Tengo en mis manos su primer telegrama, y recuerdo con claridad que me fue entregado por un gendarme que una mañana abrió mi celda del penal militar de Magdalena y me lo tiró en la cara. Cuando me agaché a recogerlo me pisó la mano y me ordenó que se lo devolviera sin que lo hubiera podido leer. La intriga y los nervios me duraron un par de horas, hasta que con el cambio de guardia me lo volvieron a entregar, esta vez de una manera más amable, ya que sólo me ordenaron bruscamente que lo leyera y lo devolviera en el acto.

Hacía muy poco que el grupo de ocho conscriptos detenidos habíamos llegado a esa prisión, luego de diez días de violentos interrogatorios en la sede de lo que era la Policía Militar 101, sobre la calle Cerviño, en un predio que hoy ocupa el supermercado Jumbo. Durante esos días uno de los conscriptos que me custodiaba, impresionado por el maltrato y en un descuido de sus superiores, me pidió el teléfono de casa para avisarle a mis padres que me tenían allí secuestrado, ya que hasta ese momento nadie sabía nada de nosotros.

En efecto, ese soldado, del que nunca supe su nombre y no volví a ver en mi vida para agradecerle el gesto, salió de franco y llamó a mis padres desde un teléfono público. A las cuatro de la mañana, inmediatamente después de recibir la llamada, mi padre estaba en la puerta de Cerviño exigiendo verme, cosa que no logró ni exhibiendo su condición de militar. Se negaron a recibirlo y sólo fue atendido por un teniente, de uniforme, que le negó mi detención y le solicitó “amablemente” que se retirara de inmediato. Pero su presencia allí esa noche sirvió para que bajaran la intensidad de los interrogatorios, hasta que algunos días después fuimos trasladados al penal de Magdalena en un helicóptero que despegó desde el Campo Argentino de Polo, en la Avenida del Libertador, vecino al regimiento.

El viaje se hizo eterno, la tripulación militar no paraba de decirnos que nos iban a tirar a todos al mar, anunciando lo que poco después se haría realidad con los vuelos de la muerte. Cuando aterrizamos en Magdalena, el piloto nos despidió con una ironía que todavía recuerdo: “Aquí van a aprender que ningún trapo rojo va a suplantar nuestra bandera.
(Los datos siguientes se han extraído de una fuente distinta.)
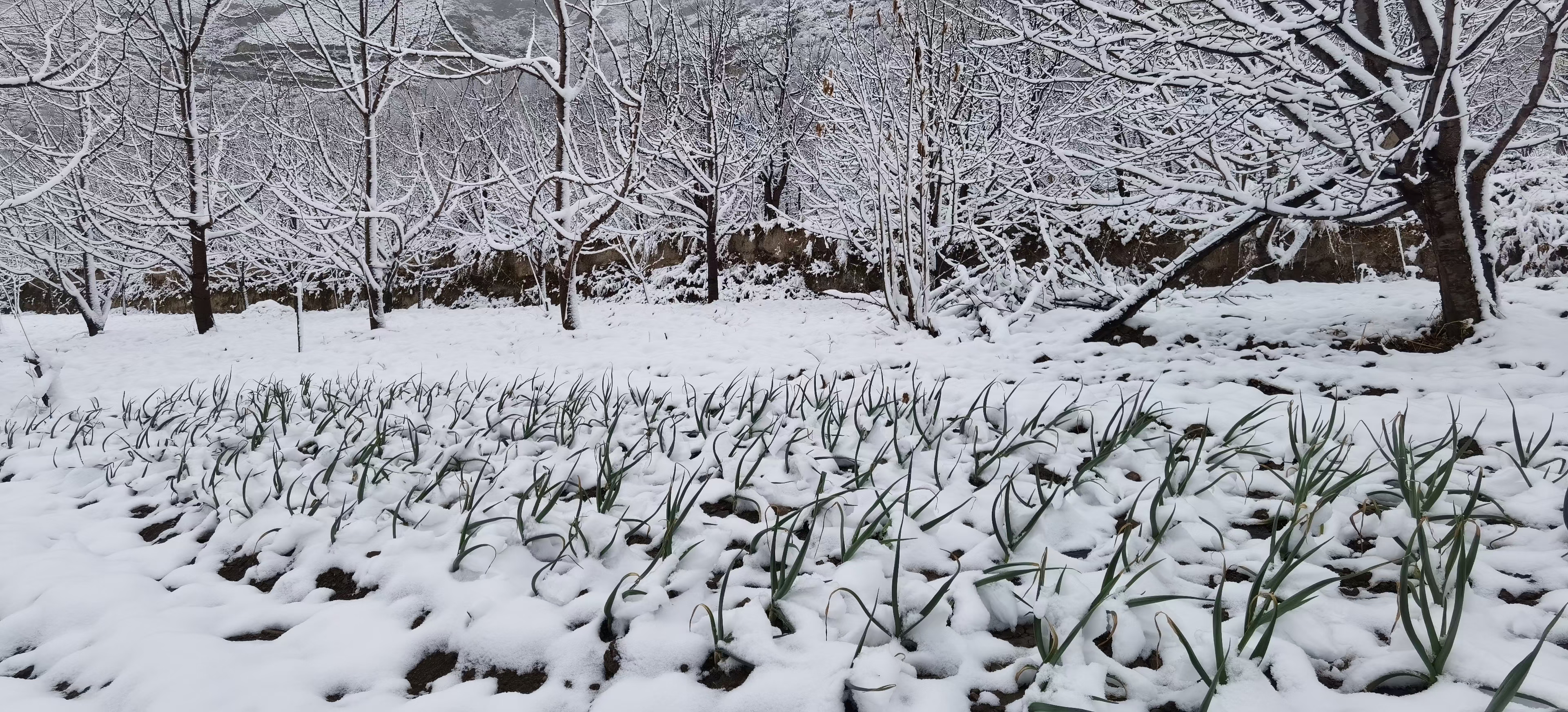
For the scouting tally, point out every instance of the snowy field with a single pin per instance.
(788, 505)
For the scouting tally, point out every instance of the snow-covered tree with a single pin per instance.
(1325, 110)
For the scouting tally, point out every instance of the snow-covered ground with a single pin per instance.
(96, 611)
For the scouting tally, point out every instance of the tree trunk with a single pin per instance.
(570, 291)
(1112, 327)
(711, 248)
(1443, 217)
(1448, 216)
(201, 291)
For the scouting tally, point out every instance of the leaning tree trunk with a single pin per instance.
(709, 206)
(201, 287)
(1457, 233)
(570, 289)
(1460, 291)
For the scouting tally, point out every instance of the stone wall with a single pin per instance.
(1329, 256)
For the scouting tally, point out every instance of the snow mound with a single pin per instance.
(267, 308)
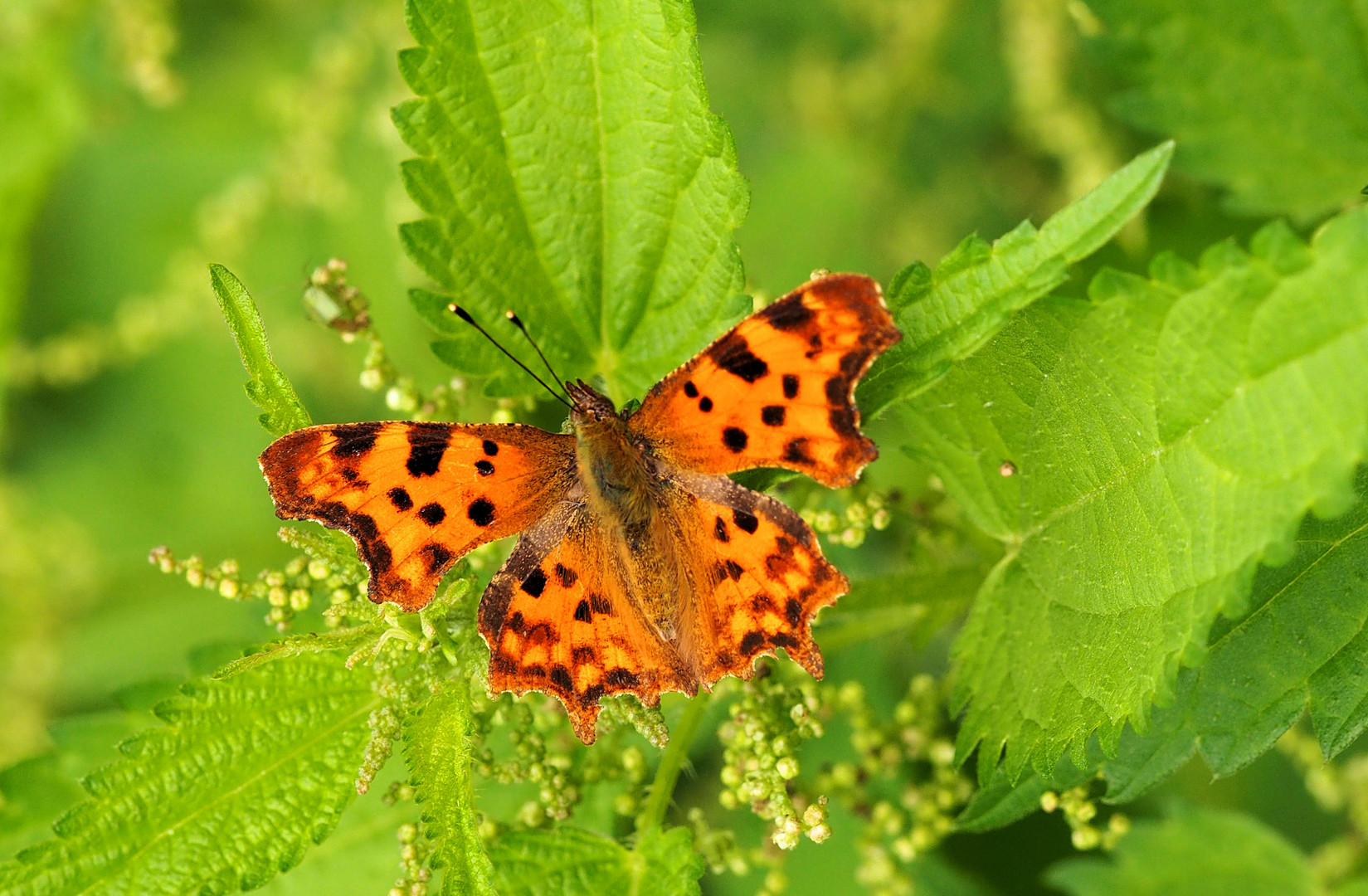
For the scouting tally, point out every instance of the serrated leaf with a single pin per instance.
(1304, 645)
(572, 171)
(948, 314)
(270, 389)
(1267, 100)
(1001, 802)
(241, 779)
(1195, 853)
(436, 746)
(1161, 440)
(571, 860)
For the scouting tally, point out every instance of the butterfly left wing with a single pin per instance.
(779, 389)
(417, 495)
(558, 619)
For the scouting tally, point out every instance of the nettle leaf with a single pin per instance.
(1267, 100)
(436, 746)
(948, 314)
(572, 860)
(1304, 645)
(242, 777)
(1195, 851)
(270, 389)
(1163, 438)
(572, 171)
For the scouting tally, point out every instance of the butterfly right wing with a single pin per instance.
(417, 495)
(557, 619)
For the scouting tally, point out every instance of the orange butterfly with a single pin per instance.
(640, 567)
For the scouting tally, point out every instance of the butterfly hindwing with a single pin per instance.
(558, 620)
(417, 495)
(758, 577)
(777, 390)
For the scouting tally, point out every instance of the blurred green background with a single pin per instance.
(144, 139)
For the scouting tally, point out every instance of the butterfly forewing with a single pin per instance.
(417, 495)
(777, 390)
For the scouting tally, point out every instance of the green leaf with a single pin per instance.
(1267, 100)
(242, 777)
(1302, 645)
(572, 171)
(572, 860)
(1163, 438)
(1196, 853)
(436, 744)
(948, 314)
(1001, 802)
(269, 387)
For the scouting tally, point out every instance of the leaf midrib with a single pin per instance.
(181, 824)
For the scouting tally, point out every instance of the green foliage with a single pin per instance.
(260, 767)
(948, 314)
(436, 746)
(269, 387)
(1268, 101)
(1197, 853)
(579, 862)
(1302, 646)
(1163, 438)
(573, 173)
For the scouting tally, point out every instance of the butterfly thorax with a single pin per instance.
(621, 491)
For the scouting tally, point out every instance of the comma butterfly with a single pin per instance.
(640, 565)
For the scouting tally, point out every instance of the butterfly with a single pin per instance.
(640, 567)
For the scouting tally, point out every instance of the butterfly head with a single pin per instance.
(588, 404)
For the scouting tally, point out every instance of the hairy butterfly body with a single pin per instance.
(640, 565)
Ahora que los venga a sacar Santucho”.

Los gendarmes que nos recibieron nos llevaron a empujones y patadas al pabellón que nos tocaba ocupar y fuimos encerrados en celdas individuales. Aislados y obligados al silencio.

En los primeros días no sabíamos cuál iba a ser nuestro futuro ni si nuestra detención era legal o seguíamos “de­saparecidos”. Estábamos sucios y con la misma ropa que llevábamos cuando fuimos detenidos: el uniforme de “colimba” hecho girones y el cuerpo aún dolorido por los golpes. Los gendarmes que nos custodiaban tenían prohibido dirigirnos la palabra y ni siquiera abrían las puertas de las celdas para ir al baño cuando lo requeríamos a los gritos. El plato de comida diario llegaba helado y había que comerlo con las manos y sentados en el suelo, casi siempre mojado por la humedad de esa zona de bañados en las que se asentaba el penal militar.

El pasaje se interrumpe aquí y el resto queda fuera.